Ketamine alleviates fear memory and spatial cognition deficits in PTSD rat model via BDNF signaling pathway of hippocampus and amygdala

Abstract

Abstract Post-traumatic stress disorder (PTSD) is associated with traumatic stress experiences. This condition can be accompanied by learning and cognitive deficits, contributing to increased rates of disability in people with PTSD. Studies have shown that that ketamine can rapidly and significantly alleviate symptoms in patients with chronic PTSD. Nevertheless, the effects of ketamine on neurocognitive impairment and its mechanism of action in PTSD remain unclear. In this study, the gradient dose-related effects of ketamine (5, 10, 15, and 20 mg/kg, i.p.) on spatial and fear memory were evaluated in a rat model of single prolonged stress and electric foot shock (SPS&S). Expression levels of brain-derived neurotrophic factor (BDNF) and post-synaptic density-95 (PSD-95) in the hippocampus (HIP) and amygdala (AMG) were determined by Western blot analysis, immunohistochemistry, and quantitative real-time PCR assays. The data showed that rats subjected to SPS&S exhibited significant PTSD-like cognitive impairment.The effect of ketamine on SPS&S-induced neurocognitive function showed a U-shaped dose effect in rats. A single administration of ketamine at a dosage of 10 ~ 15mg/kg resulted in significant changes in behavioral outcomes.

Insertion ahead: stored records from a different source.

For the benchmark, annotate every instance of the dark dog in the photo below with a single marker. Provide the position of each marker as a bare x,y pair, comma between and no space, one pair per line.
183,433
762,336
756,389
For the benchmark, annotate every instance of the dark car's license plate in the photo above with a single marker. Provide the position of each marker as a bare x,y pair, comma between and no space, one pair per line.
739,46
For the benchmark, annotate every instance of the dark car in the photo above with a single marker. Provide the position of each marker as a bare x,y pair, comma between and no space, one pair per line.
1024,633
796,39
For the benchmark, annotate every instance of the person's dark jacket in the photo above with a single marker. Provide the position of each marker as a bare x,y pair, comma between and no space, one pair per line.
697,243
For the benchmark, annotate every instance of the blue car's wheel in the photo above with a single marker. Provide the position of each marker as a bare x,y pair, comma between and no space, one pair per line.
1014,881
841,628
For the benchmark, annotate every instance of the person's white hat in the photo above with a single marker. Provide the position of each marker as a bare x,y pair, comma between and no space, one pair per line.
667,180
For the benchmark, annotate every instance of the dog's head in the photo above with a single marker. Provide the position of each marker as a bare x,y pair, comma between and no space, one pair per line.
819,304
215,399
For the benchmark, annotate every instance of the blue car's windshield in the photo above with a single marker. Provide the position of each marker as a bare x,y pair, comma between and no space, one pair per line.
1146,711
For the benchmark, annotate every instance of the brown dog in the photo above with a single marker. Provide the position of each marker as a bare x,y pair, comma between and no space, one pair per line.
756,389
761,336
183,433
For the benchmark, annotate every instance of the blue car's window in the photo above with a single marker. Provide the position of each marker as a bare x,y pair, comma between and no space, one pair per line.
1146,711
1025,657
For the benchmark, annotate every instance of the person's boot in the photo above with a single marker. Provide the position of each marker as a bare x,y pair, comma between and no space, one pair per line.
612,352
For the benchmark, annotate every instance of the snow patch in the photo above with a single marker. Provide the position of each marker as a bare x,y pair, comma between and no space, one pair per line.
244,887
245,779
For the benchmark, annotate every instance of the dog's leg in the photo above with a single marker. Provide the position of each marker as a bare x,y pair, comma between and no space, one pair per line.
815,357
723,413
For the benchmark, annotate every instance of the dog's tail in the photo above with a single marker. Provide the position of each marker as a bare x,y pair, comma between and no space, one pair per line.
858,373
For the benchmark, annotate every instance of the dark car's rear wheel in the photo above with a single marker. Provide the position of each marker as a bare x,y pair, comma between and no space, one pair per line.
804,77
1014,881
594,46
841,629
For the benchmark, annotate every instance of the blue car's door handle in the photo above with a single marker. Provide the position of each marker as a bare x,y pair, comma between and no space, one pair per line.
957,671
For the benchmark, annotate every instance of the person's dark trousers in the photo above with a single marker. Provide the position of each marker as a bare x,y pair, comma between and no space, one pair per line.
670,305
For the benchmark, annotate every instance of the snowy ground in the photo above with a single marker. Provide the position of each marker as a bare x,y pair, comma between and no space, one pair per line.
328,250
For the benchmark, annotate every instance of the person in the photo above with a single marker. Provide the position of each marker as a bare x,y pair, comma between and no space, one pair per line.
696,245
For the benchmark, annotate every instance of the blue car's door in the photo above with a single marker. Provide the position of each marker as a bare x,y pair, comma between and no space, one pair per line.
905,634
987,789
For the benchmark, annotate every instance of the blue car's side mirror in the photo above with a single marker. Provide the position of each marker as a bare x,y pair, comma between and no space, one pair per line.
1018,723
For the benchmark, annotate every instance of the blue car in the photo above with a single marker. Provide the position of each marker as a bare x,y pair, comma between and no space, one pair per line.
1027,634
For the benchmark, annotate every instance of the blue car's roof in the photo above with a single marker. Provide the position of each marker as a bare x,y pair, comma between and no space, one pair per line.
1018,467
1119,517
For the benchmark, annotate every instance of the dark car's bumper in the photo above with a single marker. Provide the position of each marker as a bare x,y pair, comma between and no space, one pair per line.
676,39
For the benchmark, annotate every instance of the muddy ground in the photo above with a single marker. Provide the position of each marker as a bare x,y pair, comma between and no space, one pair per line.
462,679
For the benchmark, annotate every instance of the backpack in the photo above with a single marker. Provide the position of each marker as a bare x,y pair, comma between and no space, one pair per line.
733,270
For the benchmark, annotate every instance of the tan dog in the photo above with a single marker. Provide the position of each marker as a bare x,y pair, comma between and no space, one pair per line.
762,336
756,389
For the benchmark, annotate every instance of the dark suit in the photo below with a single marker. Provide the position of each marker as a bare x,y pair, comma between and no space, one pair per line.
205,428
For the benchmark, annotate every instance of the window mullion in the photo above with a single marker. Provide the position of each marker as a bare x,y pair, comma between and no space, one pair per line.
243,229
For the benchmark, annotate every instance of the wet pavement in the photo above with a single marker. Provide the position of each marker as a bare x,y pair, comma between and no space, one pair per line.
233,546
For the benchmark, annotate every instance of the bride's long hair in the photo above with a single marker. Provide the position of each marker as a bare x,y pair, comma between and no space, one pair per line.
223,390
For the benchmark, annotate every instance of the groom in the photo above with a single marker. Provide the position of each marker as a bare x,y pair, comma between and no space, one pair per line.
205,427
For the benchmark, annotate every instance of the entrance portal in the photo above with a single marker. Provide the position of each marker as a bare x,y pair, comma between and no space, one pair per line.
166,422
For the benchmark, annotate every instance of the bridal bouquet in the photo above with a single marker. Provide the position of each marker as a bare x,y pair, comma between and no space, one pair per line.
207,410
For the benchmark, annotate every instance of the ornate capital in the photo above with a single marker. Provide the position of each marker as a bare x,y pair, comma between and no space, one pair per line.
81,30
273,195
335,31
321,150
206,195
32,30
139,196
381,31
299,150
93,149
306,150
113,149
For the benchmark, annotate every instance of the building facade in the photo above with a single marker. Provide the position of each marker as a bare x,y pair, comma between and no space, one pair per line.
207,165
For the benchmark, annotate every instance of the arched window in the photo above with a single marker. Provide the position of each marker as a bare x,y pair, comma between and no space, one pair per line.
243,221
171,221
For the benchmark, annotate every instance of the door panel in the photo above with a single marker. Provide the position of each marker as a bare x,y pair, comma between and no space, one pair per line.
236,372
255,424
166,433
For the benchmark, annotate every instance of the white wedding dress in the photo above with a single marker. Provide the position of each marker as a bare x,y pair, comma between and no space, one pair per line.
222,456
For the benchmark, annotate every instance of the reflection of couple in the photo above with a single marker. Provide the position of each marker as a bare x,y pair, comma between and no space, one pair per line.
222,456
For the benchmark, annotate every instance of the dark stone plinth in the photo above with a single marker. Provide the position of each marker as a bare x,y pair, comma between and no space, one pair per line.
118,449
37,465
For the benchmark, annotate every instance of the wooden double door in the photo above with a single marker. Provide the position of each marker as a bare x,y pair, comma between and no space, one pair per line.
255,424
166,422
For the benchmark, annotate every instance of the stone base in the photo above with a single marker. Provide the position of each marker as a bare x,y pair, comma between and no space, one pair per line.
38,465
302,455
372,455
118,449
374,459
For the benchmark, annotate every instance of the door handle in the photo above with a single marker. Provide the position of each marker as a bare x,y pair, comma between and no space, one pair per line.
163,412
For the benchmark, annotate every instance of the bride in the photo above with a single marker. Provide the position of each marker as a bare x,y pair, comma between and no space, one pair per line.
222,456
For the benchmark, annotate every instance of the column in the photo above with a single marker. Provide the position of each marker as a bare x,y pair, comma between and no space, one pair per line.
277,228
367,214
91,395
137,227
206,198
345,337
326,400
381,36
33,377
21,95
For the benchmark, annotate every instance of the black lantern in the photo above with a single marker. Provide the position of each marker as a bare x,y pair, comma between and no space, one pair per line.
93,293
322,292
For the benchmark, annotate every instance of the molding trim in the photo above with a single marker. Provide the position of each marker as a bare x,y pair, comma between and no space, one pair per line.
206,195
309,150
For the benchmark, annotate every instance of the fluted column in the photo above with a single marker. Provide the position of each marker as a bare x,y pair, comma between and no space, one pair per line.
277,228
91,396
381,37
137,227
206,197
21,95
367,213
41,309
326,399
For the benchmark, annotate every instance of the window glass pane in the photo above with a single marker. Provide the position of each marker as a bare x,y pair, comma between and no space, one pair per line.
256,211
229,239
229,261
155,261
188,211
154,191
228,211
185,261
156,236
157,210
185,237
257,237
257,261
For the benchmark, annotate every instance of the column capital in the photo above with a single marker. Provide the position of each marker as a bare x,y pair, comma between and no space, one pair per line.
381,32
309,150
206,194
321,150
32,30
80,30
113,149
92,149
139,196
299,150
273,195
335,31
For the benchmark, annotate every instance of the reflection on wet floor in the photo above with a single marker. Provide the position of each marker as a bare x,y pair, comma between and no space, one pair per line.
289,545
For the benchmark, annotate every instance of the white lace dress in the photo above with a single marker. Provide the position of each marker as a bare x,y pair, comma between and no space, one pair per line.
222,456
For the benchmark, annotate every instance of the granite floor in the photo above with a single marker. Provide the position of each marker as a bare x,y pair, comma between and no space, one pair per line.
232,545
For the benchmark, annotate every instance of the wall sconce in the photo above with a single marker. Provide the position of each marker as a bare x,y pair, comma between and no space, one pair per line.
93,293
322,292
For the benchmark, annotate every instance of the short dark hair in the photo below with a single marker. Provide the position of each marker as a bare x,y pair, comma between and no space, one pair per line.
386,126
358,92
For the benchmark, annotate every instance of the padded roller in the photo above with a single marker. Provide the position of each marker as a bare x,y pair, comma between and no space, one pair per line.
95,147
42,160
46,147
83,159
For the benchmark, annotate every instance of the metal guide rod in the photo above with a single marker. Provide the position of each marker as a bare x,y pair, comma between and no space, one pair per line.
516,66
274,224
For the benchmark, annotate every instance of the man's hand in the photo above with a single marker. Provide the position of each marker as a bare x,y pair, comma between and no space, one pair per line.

And these improvements in cognitive function and molecular changes were reversed at high doses (15 ~ 20mg/kg). Overall, Ketamine reversed SPS&S-induced fearand spatial memory impairment and down-regulation of BDNF and BDNF-related PSD-95 signaling in the HIP and AMG. And the dose of 15 mg/kg reversed behavioral and molecular changes rapidly, and promoted the amelioration of cognitive dysfunction. The enhanced association of BDNF signaling with PSD-95 influences could participate in the therapeutic efficiency of ketamine for PTSD.